The Soviets had nicknamed the 'Iron Lady', a nickname he loved, for the hard line she took against them in the speech shortly after becoming Conservative leader in 1975. In the eighties, offered broad support for the defense policies of the Reagan administration.
But when Mikhail Gorbachev emerged as a potential leader of the Soviet Union, she invited the United Kingdom in December 1984 and said he was a man with whom she could treat. She did not soften his criticisms of the Soviet system, using new opportunities to address television audiences in the East to present their case against communism. Anyway, played a constructive role in the diplomacy that softened the breakdown of the Soviet Empire and the Soviet Union in the years 1989-91.
Divisions over European policy within the British government came at the end of the Cold War and then became more acute during the European unification. He resigned as Prime Minister on November 28, 1990. John Major succeeded her and served until May 1997 elections, Tony Blair won.
Margaret Thatcher remains a hugely controversial figure in the United Kingdom. Critics say his economic policies were 'hard' and 'insensitive' and hostile to the institutions of the British welfare state. Proponents highlight the transformation in economic performance in the UK over the Thatcher government and its successor. The trade union reforms, privatization, deregulation and strong anti-inflation measures, and control of public spending have created better economic prospects for the UK than it would have seemed possible when she became Prime Minister in 1979.

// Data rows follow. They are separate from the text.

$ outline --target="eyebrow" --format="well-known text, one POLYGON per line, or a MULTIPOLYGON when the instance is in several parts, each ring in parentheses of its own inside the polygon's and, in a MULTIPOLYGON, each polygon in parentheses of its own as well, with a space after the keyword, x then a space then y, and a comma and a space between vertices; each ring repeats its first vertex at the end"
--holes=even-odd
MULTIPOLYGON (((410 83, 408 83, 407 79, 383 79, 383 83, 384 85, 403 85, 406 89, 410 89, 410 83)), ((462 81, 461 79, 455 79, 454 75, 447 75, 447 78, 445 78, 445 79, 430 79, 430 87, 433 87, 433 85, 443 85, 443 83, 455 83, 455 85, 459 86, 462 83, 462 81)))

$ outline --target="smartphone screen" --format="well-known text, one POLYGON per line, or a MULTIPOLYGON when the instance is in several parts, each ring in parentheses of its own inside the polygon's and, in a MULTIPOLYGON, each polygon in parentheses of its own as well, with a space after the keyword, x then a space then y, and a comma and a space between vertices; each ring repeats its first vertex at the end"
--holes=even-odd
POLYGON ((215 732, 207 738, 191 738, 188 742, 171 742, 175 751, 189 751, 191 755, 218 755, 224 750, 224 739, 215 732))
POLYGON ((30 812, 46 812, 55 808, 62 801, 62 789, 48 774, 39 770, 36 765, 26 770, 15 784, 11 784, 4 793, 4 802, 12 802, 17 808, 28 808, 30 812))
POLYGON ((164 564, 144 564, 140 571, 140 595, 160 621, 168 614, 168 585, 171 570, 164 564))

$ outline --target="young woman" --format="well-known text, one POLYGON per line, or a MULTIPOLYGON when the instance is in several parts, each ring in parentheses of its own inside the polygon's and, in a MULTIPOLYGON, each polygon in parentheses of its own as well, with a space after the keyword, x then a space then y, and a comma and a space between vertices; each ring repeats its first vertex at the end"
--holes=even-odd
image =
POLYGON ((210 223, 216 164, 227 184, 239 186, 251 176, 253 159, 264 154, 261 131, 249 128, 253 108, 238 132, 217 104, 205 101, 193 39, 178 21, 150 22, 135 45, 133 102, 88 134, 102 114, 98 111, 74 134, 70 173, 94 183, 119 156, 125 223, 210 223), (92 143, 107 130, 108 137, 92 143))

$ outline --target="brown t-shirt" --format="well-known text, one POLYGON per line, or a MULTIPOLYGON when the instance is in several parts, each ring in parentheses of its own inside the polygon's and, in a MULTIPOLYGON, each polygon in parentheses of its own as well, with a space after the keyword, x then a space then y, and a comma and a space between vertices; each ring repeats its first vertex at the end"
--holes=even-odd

Both critics and fans recognize that Thatcher's leadership was a critical period in British history. Margaret Thatcher won a reputation throughout the eighties and often earned the respect of its most determined critics. In fact, its effect on the terms of political debate has been profound. Whether converted to 'Thatcherism', or simply were forced to encaramelar his constituency, the Labour Party leadership was transformed during the term of her and the politics of 'New Labour "of Tony Blair would not have existed without it.